SCROLL TO CONTINUE WITH CONTENT
SKB ini nantinya Berencana menjadi acuan penting Yang Terkait Didalam Studi yang dilakukan Dari Indonesia. Hingga dalamnya juga diatur Yang Terkait Didalam basic research dan applied research.
“Dari Sebab Itu, Didalam acuan ini Berencana Lebihterus memperkuat Studi kita dan membantu para periset Bagi arah Hingga Didepan Berencana seperti apa,” imbuhnya.
Studi Tentang Masa Didepan Perlu Dihargai
Sebagai lembaga Studi, Arif Mengungkapkan pihaknya perlu menghargai Studi-Studi yang sifatnya Bagi kehidupan masa Didepan atau futuristik.

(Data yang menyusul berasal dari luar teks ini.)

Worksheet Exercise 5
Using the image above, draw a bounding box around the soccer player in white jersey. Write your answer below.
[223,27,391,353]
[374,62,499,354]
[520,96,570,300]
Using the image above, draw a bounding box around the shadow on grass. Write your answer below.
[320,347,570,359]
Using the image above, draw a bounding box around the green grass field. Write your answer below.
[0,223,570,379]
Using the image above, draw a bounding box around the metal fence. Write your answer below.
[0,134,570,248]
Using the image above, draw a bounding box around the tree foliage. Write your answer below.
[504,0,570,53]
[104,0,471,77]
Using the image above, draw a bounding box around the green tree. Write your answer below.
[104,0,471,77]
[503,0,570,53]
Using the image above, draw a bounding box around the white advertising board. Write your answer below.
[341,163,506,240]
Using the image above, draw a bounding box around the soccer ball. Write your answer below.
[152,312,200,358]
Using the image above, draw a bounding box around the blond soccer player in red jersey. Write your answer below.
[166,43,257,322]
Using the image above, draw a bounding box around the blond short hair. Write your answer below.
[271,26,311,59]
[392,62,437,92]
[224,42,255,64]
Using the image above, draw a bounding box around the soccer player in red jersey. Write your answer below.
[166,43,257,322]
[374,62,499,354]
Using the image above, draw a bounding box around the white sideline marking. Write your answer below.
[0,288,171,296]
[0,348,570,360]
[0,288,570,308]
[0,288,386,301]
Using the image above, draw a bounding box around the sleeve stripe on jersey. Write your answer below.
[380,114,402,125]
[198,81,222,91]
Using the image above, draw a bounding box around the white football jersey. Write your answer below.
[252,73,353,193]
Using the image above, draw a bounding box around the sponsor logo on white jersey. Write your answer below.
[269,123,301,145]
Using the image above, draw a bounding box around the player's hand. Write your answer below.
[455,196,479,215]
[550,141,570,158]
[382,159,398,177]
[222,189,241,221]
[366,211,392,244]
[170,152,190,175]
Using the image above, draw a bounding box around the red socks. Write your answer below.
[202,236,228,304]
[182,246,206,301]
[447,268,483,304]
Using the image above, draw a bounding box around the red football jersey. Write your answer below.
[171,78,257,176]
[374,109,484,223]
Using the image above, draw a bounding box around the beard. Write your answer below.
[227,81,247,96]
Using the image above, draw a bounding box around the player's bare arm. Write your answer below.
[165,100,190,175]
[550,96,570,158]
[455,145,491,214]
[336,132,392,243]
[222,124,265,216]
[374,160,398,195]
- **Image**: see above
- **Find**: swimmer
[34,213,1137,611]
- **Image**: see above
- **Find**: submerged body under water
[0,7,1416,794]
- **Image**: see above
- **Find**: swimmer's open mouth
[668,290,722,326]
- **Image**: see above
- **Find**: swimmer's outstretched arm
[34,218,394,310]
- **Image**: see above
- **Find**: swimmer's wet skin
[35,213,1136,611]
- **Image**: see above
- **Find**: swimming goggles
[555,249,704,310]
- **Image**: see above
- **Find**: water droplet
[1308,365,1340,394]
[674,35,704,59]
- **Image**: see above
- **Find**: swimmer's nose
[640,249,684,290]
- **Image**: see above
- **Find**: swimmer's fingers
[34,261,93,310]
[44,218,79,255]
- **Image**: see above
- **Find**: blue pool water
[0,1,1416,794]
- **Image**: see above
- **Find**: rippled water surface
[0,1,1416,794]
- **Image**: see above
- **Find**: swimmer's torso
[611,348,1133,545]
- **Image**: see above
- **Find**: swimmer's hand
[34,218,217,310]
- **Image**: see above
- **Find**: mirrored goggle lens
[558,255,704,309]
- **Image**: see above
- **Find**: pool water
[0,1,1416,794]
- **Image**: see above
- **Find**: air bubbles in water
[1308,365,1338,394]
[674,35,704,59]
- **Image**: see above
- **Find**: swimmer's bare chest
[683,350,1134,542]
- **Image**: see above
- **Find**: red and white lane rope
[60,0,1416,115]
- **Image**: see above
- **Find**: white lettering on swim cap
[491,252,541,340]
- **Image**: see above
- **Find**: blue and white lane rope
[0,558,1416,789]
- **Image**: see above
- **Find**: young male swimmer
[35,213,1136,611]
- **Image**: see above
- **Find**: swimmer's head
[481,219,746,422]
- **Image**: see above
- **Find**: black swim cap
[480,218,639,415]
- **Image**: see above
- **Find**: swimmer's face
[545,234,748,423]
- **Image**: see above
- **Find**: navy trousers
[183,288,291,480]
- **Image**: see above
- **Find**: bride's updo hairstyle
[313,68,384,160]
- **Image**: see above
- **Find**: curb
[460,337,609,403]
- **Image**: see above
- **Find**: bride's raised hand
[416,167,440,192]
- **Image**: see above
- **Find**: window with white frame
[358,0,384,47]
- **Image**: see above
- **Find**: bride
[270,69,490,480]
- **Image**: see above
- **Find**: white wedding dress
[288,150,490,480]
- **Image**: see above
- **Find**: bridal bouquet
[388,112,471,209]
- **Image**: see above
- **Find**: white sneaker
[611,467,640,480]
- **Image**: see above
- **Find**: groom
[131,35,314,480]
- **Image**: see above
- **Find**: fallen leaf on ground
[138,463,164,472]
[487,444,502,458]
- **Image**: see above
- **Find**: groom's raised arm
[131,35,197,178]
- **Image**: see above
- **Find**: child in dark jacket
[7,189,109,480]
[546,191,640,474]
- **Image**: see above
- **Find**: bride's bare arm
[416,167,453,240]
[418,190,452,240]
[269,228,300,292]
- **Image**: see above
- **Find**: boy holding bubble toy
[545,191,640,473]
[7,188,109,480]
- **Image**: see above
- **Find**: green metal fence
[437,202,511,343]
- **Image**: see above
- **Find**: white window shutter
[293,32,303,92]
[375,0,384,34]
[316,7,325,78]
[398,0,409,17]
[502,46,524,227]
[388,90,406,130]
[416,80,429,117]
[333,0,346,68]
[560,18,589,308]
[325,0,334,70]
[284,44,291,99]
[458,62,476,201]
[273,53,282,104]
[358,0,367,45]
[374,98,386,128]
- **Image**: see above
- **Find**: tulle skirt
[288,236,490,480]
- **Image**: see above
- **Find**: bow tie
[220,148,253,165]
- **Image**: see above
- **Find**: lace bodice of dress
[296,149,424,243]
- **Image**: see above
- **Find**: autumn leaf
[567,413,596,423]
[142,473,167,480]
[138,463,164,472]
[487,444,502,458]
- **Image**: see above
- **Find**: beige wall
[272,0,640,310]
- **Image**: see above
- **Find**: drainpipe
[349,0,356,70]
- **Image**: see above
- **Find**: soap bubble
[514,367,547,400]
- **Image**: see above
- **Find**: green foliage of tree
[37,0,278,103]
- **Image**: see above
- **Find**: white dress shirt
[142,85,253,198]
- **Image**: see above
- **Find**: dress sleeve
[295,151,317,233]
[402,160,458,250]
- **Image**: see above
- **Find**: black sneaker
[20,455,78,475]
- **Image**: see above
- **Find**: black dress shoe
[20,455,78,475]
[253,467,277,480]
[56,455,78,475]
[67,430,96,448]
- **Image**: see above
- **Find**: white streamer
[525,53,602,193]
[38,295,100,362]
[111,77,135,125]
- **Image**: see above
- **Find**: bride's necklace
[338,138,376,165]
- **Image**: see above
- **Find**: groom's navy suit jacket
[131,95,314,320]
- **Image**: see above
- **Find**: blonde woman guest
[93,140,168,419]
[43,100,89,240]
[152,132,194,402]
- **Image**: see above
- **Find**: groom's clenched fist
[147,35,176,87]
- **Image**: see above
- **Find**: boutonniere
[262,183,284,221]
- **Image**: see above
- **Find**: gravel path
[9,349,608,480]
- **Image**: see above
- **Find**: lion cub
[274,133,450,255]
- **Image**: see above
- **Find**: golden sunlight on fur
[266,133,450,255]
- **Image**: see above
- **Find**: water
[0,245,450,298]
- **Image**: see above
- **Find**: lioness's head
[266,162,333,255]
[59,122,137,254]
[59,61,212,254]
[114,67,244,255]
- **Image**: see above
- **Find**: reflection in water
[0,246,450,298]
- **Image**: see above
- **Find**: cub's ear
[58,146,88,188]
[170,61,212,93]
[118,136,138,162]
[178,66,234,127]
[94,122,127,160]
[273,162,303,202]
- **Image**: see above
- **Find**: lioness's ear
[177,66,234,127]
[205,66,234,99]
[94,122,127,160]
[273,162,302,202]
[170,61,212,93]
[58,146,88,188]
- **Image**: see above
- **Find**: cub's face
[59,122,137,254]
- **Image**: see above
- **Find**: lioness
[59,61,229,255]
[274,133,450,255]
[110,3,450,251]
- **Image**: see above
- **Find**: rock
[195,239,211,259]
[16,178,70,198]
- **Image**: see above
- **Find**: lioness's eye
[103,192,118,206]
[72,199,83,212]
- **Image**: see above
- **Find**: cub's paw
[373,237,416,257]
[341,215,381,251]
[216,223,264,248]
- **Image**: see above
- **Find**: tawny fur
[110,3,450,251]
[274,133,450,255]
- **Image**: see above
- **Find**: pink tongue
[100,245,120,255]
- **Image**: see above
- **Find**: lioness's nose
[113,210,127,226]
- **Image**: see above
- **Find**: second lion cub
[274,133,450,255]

Bagi itu, diperlukan peta jalan agar bisa membayangkan Ilmu Pengetahuan apa yang berkembang Hingga masa Didepan.
“Me-forecast Ilmu Pengetahuan Hingga Didepan itu berarti kita harus membayangkan 2035 itu Ilmu Pengetahuan apa yang Berencana berkembang,” katanya.
Salah satu contoh Studi Yang Terkait Didalam hal ini adalah masalah pembuatan baterai. BRIN Di mencari tahu apakah baterai masa Didepan harus terus dibuat Untuk nikel atau bisa menggunakan material lain.
“Agar Didalam adanya kemampuan kita berimajinasi Lewat proyeksi-proyeksi Studi kita Hingga Didepan, maka kita Berencana bisa melakukan Studi hari ini yang hasilnya kita rasakan Di tahun 2035 atau 2040.
Tidak hanya baterai, berbagai Studi Yang Terkait Didalam masa Didepan juga terus dilakukan. Termasuk Kesejajaran genomik, sumber energi hijau, hingga Ai (AI).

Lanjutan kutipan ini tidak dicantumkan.